The beauty of braised meat is that it’s virtually impossible to overcook. In the case of this aromatic pork recipe, a lack of attention to detail (as well as a lack of skill) are in fact rewarded with melt-off-the-bone meat. And with a 5-to-6-pound cut, you can freeze the leftovers or morph them into other meals all week long.
Adapted from "Time for Dinner" by Pilar Guzmán, Jenny Rosenstrach, and Alanna Stang.
Stab deep slits with a knife into the pork shoulder.

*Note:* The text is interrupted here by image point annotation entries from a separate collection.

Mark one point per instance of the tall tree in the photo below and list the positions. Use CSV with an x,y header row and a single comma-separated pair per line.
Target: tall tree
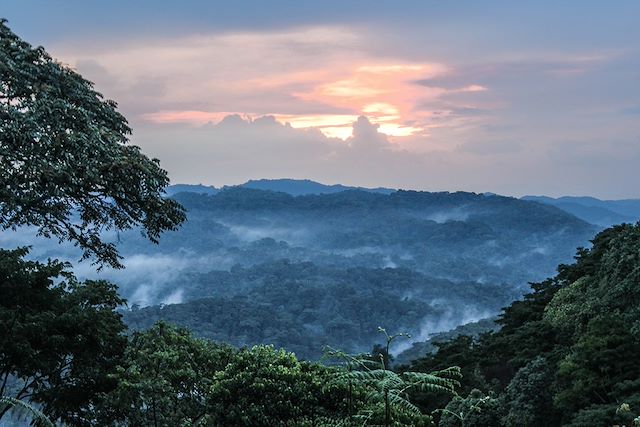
x,y
60,339
65,163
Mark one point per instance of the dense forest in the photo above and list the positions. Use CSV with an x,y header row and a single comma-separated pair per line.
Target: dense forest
x,y
564,355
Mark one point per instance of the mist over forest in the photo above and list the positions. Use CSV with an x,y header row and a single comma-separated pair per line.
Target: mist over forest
x,y
312,265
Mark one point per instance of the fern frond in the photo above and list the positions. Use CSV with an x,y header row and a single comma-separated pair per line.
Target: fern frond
x,y
404,404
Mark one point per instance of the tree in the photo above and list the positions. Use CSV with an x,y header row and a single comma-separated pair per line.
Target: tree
x,y
60,339
263,386
38,419
65,165
164,379
391,389
528,397
476,410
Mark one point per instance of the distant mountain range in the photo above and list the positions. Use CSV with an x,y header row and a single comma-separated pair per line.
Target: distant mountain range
x,y
294,187
602,213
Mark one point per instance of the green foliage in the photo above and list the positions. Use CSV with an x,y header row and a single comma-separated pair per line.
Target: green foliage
x,y
567,353
305,306
38,419
475,410
528,396
263,386
59,338
390,391
164,379
65,166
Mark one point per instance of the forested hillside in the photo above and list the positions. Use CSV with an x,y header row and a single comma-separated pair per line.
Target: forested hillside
x,y
565,355
305,271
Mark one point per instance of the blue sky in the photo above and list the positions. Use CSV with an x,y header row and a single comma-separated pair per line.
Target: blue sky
x,y
511,97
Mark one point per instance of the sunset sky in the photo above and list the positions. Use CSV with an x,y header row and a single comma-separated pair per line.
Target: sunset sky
x,y
537,97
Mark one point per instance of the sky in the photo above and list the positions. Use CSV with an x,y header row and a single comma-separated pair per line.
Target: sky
x,y
529,97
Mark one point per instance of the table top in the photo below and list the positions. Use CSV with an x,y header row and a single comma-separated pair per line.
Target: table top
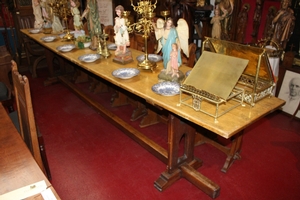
x,y
228,125
17,165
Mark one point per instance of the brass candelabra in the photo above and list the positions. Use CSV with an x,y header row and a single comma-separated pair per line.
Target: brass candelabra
x,y
145,9
61,9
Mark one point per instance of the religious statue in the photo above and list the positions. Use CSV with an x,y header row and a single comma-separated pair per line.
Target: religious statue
x,y
283,23
174,60
91,13
200,3
38,19
54,18
216,22
167,34
226,7
45,10
121,33
242,24
76,15
257,17
183,9
267,34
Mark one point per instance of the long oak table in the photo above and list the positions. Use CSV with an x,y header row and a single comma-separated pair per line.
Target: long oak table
x,y
182,120
17,165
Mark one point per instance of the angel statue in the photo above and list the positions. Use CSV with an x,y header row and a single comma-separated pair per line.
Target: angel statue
x,y
167,34
38,23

In a small food processor or on a cutting board, make a paste from the garlic, paprika, and 2-3 tablespoons of the olive oil and smear it all over the pork, making sure some drips into the holes.
In a Dutch oven set over medium-high heat, brown the pork in the remaining olive oil.

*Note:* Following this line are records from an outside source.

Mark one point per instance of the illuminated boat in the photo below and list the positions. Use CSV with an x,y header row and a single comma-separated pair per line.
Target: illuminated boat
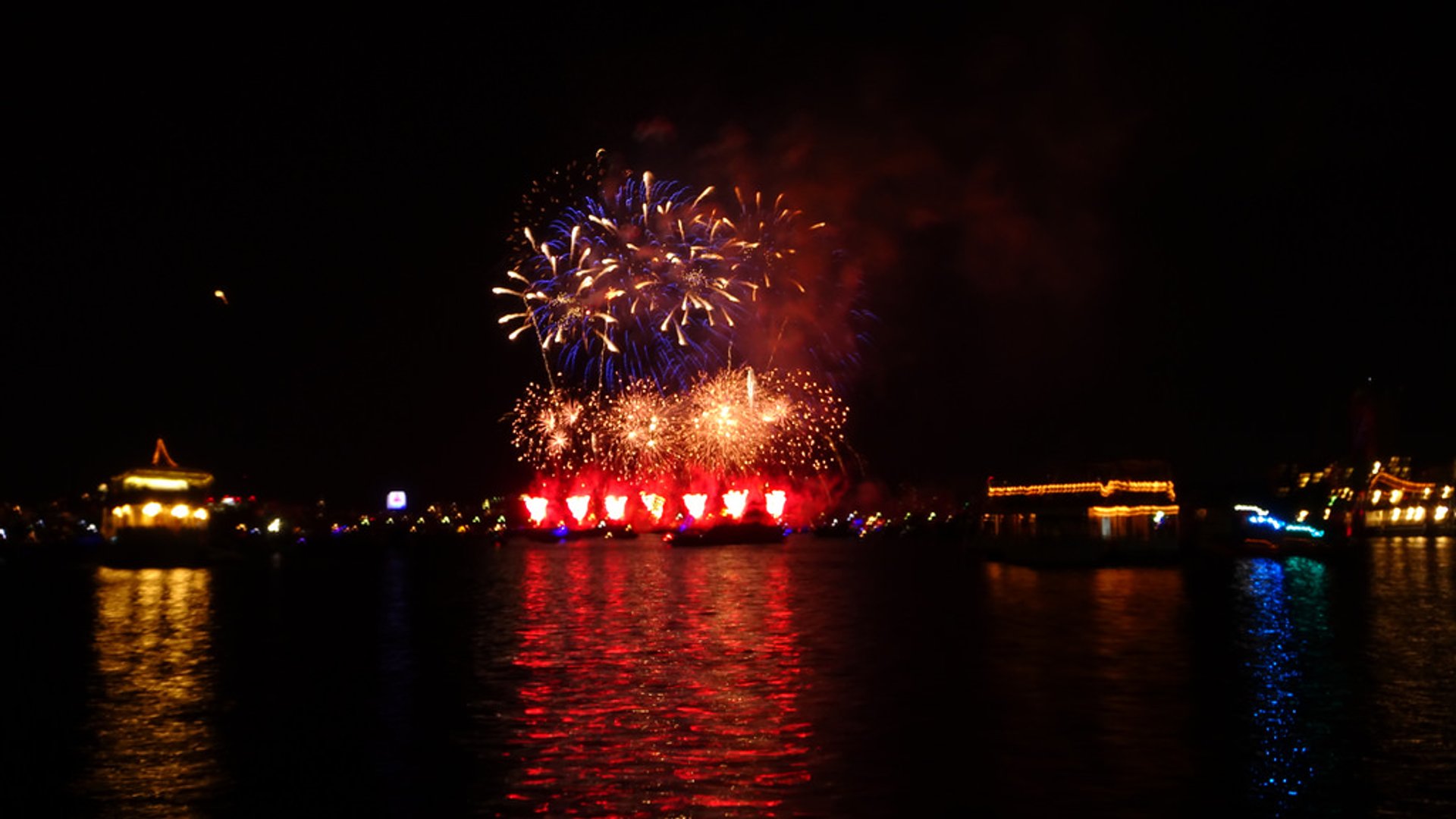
x,y
158,515
1131,518
755,531
1263,532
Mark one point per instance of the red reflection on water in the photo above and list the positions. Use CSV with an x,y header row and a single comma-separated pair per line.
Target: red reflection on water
x,y
657,682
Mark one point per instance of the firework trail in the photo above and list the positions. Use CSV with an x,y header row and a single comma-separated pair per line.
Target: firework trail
x,y
673,331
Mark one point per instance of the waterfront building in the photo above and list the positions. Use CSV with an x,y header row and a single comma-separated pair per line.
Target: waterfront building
x,y
162,499
1128,507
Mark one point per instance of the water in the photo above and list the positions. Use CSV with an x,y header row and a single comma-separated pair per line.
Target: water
x,y
817,678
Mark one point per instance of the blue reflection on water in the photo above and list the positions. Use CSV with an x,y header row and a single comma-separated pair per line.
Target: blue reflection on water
x,y
1286,613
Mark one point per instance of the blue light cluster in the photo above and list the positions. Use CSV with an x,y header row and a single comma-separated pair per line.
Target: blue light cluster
x,y
1280,526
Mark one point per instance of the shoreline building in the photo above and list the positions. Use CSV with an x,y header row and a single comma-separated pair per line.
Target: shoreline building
x,y
162,499
1128,515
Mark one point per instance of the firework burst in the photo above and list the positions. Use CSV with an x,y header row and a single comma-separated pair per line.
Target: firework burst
x,y
670,328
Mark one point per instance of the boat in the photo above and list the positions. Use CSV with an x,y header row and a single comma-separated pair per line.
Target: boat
x,y
724,534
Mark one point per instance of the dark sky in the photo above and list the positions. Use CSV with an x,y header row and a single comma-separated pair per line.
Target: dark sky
x,y
1188,237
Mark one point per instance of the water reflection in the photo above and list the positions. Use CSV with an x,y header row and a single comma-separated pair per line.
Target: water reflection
x,y
1411,659
664,684
1088,673
152,744
1276,594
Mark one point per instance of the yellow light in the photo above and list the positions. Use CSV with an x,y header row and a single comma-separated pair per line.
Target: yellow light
x,y
1106,490
1130,510
156,484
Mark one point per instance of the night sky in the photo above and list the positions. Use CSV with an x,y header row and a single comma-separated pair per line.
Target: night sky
x,y
1191,237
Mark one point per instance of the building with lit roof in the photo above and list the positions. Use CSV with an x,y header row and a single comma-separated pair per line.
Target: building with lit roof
x,y
162,499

Add the orange and lemon juice (about a cup of liquid total) and cover.
Bring to a boil, then simmer until the internal temperature of the pork is 140 degrees, 1 ½ hours.
Two ways to turn leftovers into a new meal.
Into a medium-large pot, dump one 29-ounce can of hominy (such as Goya), drained; one 15-ounce can of chicken broth; one 16-ounce jar of tomatillo sauce; 1 head of romaine lettuce (shredded); and a large chunk of leftover pork. Cook for about 10 minutes over medium-high heat, then lower to medium for another 10 minutes, allowing the pork to fall apart in the soup. Serve with sliced radishes and a squeeze of lime.
Layer leftover pork slices, dill pickles, a few slices of Swiss cheese, and a smear of spicy brown mustard onto sandwich baguettes. Wrap them in foil and place them on a heated skillet. Place a heavy pan (cast iron is ideal) loaded down with canned items on top of the foil. Press the sandwiches until the cheese is melted, about 3 minutes.
If you don’t have Swiss, you can use Gruyère, provolone, or Muenster, too.